Quem chegou a acreditar que os aumentos sucessivos dos combustíveis, ao longo de todo este ano, não teriam peso maior na escalada inflacionária começa a desconfiar que esteve, todo esse tempo, vivendo num mundo de ilusão, onde fenômenos como causa e efeito não possuem relação direta e concreta.

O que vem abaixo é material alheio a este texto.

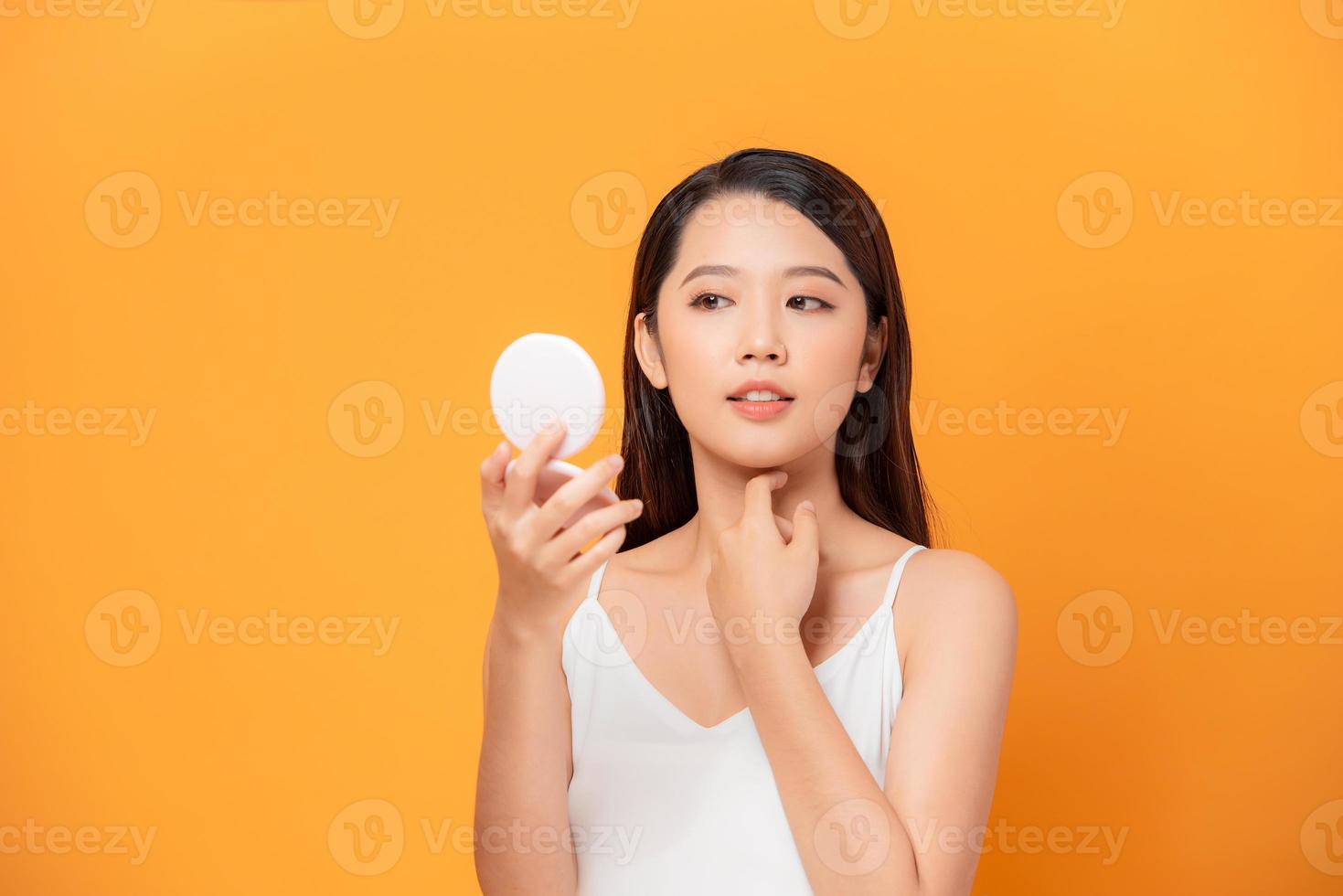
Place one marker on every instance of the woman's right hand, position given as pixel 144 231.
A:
pixel 540 566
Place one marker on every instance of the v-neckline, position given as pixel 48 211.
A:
pixel 678 715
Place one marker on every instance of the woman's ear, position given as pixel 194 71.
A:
pixel 646 349
pixel 873 349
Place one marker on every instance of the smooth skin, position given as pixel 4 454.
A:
pixel 773 541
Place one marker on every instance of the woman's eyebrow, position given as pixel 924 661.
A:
pixel 727 271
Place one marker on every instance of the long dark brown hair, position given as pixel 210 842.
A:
pixel 875 452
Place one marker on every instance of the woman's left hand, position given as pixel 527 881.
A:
pixel 759 583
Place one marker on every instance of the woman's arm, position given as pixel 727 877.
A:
pixel 853 836
pixel 922 835
pixel 521 806
pixel 523 840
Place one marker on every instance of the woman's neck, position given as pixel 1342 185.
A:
pixel 720 491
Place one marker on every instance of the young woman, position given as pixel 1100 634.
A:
pixel 724 695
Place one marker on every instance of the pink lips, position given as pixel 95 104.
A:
pixel 761 410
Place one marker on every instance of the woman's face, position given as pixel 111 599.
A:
pixel 759 293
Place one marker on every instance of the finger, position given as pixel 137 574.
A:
pixel 492 478
pixel 805 529
pixel 584 564
pixel 575 493
pixel 520 486
pixel 594 524
pixel 759 509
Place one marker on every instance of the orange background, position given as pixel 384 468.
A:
pixel 1221 343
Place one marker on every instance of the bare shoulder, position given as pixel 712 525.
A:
pixel 958 598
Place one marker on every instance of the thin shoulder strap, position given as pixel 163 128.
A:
pixel 595 581
pixel 896 572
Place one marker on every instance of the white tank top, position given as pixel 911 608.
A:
pixel 665 805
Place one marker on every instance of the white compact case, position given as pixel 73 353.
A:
pixel 540 378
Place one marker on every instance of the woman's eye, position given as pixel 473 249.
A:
pixel 704 297
pixel 818 305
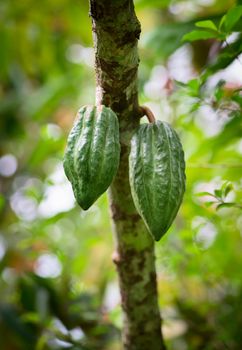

Para tornar essa realidade ainda mais dura, os mecanismos da vida real que poderiam servir de contrapeso para impedir que a inflação nos levasse de volta a um passado que acreditávamos estar definitivamente morto foram, todos eles, torpedeados pelo Congresso e pelo Executivo como parte da caminhada de ambos rumo às próximas eleições de 2022.
Instrumentos como o teto de gastos e a responsabilidade fiscal foram postos de lado, assim como outros inibidores ao desperdício dos recursos públicos por parte de maus gestores, como é o caso aqui da responsabilidade administrativa. Com isso, o país ficou, mais uma vez, exposto a contaminação de sua economia, navegando sem instrumentos em meio à turbulência mundial provocada pela pandemia.
O Legislativo, que poderia nessa travessia pressionar politicamente o governo para conter gastos, faz justamente o contrário, aliando-se ao Executivo. A quebra dessas regras de ouro ameaça-nos a todos e torna o ano de 2022 uma incógnita e um caminho no escuro. O Orçamento do próximo ano, mais do que uma ficção, será uma história da carochinha, ou, como os oposicionistas gostam de denominar, um estelionato eleitoral.
Somados e subtraídos todos esses maus presságios, o xis da questão que, nesse caso, está na política de preços da Petrobras ou na desvalorização do Real frente ao dólar, fica sem resolução, mesmo sabendo que a economia do país viaja na boleia de caminhão.
Mais preocupados com as estratégias que serão armadas nas próximas eleições, o Palácio do Planalto só quer saber de onde encontrar o que restou do dinheiro dos pagadores de impostos para vitaminar seu programa social, o Auxilio Brasil, e assim garantir protagonismo para reeleger-se.
Já se sabe também que, em ano eleitoral, nenhuma reforma que poderia contribuir para a contenção de gastos, no caso a reforma administrativa, tem chance de progredir entre os políticos. Enquanto persiste o aparente embate entre economia e política, os investidores, cientes da perda de credibilidade do governo, saem em debandada, provocando, ainda mais o aumento no dólar e, consequentemente, uma nova onda de subida nos preços dos combustíveis.
O transatlântico Brasil perdeu sua âncora fiscal. Agora, resta encontrar outros meios de mantê-lo em porto seguro, o que também parece nos remeter de volta ao mundo onírico, onde ações e reações não possuem importância para o que se segue.
Ainda em 2014, durante o descerrar das cortinas do doidivana governo da presidenta Dilma, o jornal britânico Financial Times já advertia para a fragilidade que países emergentes como o Brasil, incluído no que chamava de "cinco frágeis", viviam seus dilemas internos, justamente por conta da estreita dependência de suas economias em relação aos preços dos combustíveis.
Já naquela ocasião, o FT falava deste dilema entre manter os preços dos combustíveis com efeitos diretos na inflação, desencorajando o consumo, ou absorvendo esses aumentos por meio de subsídios, forçando o governo a esvaziar os cofres.
De lá para cá, pouco ou nada mudou nesta relação entre os preços praticados pela Petrobras e o aumento da inflação. O que se sabe é que, em qualquer pesquisa histórica que busque encontrar possíveis protagonistas para a escalada da inflação no Brasil, a partir da metade do século passado, a estatal aparecerá em todas elas. Não por culpa de seu desempenho, mas em consequência de gestões políticas erráticas, que sempre prejudicaram tanto a empresa, quanto a economia do país e os brasileiros.